Le Président grec (parle en anglais) : Le cas de Chypre au Kosovo est comme du jour au lendemain

Le cas du Kosovo et de Chypre ne peut en aucun cas être comparé - il y a deux cas différents de nuit à jour - a déclaré le président grec, Prokopios Pavlopoulos. Lors d'une conférence conjointe avec le président de la Serbie, Aleksandar Vuicicq, à Belgrade, il a exprimé aujourd'hui sa préoccupation face à la [...]
Lors d'une conférence conjointe avec le président serbe Aleksandar Vuicicq à Belgrade, il a exprimé aujourd'hui son inquiétude pour la déclaration de la Commission européenne concernant le Kosovo et la Catalogne.
Le président Vuciq a dit que lorsque je me rendrai à Bruxelles, je demanderai pourquoi il se trouve en Catalogne, alors qu'au Kosovo (le pilier de l'indépendance), il peut être accepté sans référendum.
Que puis-je dire à mon peuple à ce sujet, lorsque je vois l'avenir de mon pays dans l'UE en raison du type de société, de la meilleure économie et d'autres raisons, alors que pour ce que les Serbes n'auront jamais de réponses. Quand ils pensaient pouvoir revoir les frontières des Balkans, puisque ce n'est pas l'Union européenne, ils ont été ridiculisés, mais aujourd'hui ils ne peuvent pas se moquer du coup de l'ours à la porte de la maison”, Vuciq s'est exprimé.

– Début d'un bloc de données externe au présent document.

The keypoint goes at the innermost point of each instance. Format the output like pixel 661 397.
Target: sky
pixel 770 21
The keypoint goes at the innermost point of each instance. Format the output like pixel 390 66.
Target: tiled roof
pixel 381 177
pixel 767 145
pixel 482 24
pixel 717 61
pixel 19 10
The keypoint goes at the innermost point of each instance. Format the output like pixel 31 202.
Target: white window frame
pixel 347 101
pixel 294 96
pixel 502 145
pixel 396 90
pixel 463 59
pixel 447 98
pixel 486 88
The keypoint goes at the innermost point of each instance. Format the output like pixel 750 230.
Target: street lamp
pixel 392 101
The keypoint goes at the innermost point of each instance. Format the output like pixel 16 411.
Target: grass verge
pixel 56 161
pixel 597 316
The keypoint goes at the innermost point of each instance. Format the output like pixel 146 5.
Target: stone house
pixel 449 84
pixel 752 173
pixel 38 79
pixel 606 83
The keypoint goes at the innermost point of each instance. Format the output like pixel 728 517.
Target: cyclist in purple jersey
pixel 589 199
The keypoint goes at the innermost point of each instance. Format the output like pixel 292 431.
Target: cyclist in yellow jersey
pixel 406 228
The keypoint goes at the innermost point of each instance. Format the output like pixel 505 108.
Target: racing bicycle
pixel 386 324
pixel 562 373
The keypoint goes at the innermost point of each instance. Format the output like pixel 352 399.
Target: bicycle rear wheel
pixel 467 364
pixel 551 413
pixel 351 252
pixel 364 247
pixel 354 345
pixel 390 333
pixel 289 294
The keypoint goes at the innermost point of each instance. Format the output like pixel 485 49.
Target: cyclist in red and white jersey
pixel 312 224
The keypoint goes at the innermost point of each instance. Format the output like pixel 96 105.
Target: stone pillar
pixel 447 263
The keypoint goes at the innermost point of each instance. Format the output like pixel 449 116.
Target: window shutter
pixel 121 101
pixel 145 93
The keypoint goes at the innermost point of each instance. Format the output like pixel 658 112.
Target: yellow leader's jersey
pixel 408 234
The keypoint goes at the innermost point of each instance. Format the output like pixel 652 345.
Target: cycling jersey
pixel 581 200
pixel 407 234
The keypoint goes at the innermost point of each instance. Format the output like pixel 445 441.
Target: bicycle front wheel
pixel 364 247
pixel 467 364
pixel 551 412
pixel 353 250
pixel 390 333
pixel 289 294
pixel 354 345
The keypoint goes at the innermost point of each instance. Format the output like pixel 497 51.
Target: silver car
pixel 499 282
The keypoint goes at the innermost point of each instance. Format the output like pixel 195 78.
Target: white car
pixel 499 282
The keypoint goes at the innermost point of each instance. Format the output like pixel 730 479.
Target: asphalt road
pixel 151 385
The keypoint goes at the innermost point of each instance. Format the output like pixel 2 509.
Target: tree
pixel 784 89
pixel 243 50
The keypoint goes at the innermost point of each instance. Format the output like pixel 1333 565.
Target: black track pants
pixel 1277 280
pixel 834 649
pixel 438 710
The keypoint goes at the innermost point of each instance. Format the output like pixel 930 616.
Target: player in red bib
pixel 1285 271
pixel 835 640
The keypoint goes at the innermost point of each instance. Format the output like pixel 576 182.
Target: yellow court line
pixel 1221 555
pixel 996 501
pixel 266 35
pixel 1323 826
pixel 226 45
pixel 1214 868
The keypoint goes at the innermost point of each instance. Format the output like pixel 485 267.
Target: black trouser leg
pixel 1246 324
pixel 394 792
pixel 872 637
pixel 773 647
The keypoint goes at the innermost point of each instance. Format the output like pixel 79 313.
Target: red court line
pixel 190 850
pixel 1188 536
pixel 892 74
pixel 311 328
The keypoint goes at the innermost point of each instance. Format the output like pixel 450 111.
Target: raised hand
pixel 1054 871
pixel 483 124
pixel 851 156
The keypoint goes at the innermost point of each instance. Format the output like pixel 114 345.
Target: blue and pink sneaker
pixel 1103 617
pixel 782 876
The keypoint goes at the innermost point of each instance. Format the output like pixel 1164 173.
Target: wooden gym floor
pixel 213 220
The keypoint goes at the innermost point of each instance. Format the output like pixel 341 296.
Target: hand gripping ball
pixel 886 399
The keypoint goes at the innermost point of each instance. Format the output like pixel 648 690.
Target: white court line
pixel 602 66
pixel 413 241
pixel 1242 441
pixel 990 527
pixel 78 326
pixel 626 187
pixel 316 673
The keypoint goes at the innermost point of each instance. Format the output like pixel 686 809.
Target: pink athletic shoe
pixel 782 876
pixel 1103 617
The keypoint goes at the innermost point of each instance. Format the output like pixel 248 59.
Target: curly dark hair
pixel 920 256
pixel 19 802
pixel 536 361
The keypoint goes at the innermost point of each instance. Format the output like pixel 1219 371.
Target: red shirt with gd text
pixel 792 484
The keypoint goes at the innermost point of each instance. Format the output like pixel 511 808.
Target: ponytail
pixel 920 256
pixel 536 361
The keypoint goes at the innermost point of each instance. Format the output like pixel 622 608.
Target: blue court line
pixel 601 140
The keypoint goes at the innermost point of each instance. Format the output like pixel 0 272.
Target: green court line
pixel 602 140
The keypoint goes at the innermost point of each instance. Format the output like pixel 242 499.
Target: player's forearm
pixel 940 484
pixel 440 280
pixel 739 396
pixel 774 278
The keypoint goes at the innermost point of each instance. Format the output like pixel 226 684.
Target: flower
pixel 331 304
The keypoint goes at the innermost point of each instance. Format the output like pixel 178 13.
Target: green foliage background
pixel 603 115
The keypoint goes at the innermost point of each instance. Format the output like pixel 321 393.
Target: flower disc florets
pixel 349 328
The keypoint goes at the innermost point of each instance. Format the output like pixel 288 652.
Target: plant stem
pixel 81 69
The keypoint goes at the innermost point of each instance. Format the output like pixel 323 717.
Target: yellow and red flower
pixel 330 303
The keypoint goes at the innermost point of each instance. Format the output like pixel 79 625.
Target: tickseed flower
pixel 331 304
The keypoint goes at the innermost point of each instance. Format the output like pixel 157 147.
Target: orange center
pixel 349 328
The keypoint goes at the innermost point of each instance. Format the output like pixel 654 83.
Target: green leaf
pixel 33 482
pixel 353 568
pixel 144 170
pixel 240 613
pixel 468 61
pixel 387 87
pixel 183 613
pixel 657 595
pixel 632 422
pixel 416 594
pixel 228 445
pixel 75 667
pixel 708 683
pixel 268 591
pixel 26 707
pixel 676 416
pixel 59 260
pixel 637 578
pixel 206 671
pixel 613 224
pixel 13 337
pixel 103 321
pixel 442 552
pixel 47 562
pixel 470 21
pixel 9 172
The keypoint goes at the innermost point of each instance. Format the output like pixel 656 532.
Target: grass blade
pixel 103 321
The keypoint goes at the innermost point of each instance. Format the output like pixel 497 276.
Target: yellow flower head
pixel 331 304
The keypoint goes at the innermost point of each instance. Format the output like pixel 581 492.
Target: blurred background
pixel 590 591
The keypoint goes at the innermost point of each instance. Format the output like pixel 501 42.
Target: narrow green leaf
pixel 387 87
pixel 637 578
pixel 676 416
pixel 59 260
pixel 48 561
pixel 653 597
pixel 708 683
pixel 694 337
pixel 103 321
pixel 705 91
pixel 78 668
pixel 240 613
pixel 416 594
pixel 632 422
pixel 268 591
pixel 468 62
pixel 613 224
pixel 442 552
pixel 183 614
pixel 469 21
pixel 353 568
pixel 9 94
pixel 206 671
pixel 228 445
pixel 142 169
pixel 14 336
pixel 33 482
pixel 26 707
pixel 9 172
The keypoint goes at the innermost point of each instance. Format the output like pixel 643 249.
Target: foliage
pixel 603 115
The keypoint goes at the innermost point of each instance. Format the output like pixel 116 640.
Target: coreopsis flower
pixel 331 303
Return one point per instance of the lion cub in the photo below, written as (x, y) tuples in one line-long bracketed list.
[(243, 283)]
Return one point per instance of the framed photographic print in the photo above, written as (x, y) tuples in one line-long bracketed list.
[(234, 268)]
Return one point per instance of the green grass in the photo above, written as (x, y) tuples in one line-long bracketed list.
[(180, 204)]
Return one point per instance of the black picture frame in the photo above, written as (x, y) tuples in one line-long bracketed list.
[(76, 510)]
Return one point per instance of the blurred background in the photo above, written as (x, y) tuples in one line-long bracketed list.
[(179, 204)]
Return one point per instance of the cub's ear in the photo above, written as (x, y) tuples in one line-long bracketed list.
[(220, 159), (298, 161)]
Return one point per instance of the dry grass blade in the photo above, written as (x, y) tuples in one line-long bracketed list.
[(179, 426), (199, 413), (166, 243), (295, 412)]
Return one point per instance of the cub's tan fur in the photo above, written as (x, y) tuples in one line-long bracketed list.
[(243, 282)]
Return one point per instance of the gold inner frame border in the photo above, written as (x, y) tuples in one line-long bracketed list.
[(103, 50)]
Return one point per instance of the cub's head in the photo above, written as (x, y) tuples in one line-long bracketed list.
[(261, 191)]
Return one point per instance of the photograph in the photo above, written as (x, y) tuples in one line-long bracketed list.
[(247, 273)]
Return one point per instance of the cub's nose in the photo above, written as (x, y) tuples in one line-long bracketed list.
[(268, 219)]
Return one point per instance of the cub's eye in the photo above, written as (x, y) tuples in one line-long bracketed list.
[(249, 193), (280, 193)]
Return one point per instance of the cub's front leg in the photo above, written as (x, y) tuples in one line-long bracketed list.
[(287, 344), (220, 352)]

Selon lui, la situation est beaucoup plus grave, de sorte que les Serbes doivent se battre pour leur avenir, travailler avec les voisins albanais, être reconnaissants pour le soutien de tous les pays européens - Espagne, Slovaquie, Roumanie, Chypre et Grèce - qui n'ont pas reconnu l'indépendance du Kosovo.
D'autre part, le président grec Pavlopoulos a déclaré que le respect de la résolution 1244 du Conseil de sécurité des Nations unies était crucial pour le Kosovo. Il a réaffirmé que le cas du Kosovo et de Chypre ne peut être comparé du tout - qu ' il y a deux cas différents comme de nuit à jour.
Dans le cas de l'Albanie, il a souligné que le <x0ky pays dispute (Grèce, notre clarification) le droit de propriété fondamental”, et pour la Macédoine, il a ajouté que “est inacceptable qu'un État visant à l'adhésion à l'UE conteste les frontières existantes”.